Different sections of the city—home to 10 million people within an urban area of 30 million—are subsiding at different rates, but most fall in the range of 3 to 10 centimeters every year.
Over the years, that has added up to as much as four meters of surface elevation change. This has wreaked havoc on building foundations and other infrastructure. And as Jakarta sits on the coast, where a number of small rivers meet the sea, the flooding hazard is also real. (The fact that sea level is rising doesn’t help.) That includes high-tide seawater flooding but also stormwater flooding as rain captured by the sprawling city’s pavement struggles to drain seaward.
Why the instability? Jakarta is a case of humans doing the wrong things in just the right place. River sediments deposited at the coast in places like this are naturally somewhat compressible. (It’s possible the bedrock beneath is moving a little bit and contributing, as well.) The actual weight of all the buildings and other construction at the surface is acting to compact the sediment a little, not unlike tamping down loose sand or soil in your yard. The biggest factor, though, is excessive groundwater pumping.

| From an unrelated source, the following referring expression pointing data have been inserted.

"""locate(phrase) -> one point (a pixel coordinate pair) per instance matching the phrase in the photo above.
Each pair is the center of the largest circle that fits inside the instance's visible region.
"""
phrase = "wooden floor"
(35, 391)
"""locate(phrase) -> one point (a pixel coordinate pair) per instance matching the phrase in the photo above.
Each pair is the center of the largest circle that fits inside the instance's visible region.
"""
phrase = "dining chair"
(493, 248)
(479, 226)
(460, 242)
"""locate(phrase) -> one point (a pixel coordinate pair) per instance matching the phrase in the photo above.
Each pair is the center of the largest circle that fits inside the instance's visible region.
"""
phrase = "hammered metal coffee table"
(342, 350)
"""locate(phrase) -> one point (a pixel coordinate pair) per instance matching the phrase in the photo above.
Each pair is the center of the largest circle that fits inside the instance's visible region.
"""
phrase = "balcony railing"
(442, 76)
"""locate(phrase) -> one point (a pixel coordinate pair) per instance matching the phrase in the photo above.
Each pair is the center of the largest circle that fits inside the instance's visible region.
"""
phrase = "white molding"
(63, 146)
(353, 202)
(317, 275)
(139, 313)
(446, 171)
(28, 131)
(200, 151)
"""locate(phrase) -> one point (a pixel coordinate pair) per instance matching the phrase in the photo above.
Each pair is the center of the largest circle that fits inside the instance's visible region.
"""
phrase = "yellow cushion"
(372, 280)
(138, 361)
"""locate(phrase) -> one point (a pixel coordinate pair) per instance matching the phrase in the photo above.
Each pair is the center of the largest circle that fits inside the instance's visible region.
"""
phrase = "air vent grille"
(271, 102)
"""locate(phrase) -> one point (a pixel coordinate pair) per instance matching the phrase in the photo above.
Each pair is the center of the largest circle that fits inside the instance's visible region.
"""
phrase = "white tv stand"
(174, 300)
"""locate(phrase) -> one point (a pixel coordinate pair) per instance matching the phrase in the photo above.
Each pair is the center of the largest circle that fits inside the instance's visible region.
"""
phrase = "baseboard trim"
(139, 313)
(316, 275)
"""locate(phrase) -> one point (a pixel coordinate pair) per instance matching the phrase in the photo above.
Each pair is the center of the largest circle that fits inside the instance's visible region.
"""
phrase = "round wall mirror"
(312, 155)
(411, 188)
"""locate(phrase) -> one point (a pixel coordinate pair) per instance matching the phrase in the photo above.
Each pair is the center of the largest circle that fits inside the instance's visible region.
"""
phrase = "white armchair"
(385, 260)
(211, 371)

Within the sediment beneath Jakarta are several stacked aquifer layers that water can be pumped out of. Between the aquifer layers are impermeable capping layers. The use of well water in and around the city has caused the groundwater levels in the aquifers to drop tens of meters.
Because groundwater lives in the little spaces between grains of sediment, it actually helps support the grains and keep those spaces open. As water level drops, the drained spaces lose that support and can collapse in, compacting the sediment. In addition, the water pressure inside the impermeable capping layers can also drop during all this. This allows them to compress in a more reversible way—more like an air mattress deflating slightly.
People face this same issue in many places. Cities like New Orleans and Venice, to name a couple problematic examples, are sinking partly due to groundwater extraction. And Shanghai has experienced more than two meters of subsidence due to groundwater pumping and construction on compressible sediments—just like Jakarta. California’s Central Valley is famous for the incredible amount of subsidence that has occurred as the region’s agriculture has tapped the aquifers for irrigation.
Indonesia’s plan is to start a new capital city in an undeveloped portion of the East Kalimantan province of Borneo. Reuters reports that President Widodo’s goal is to begin relocating the 1.5 million civil servants working in Jakarta in 2024—an endeavor that would cost around US$33 billion overall.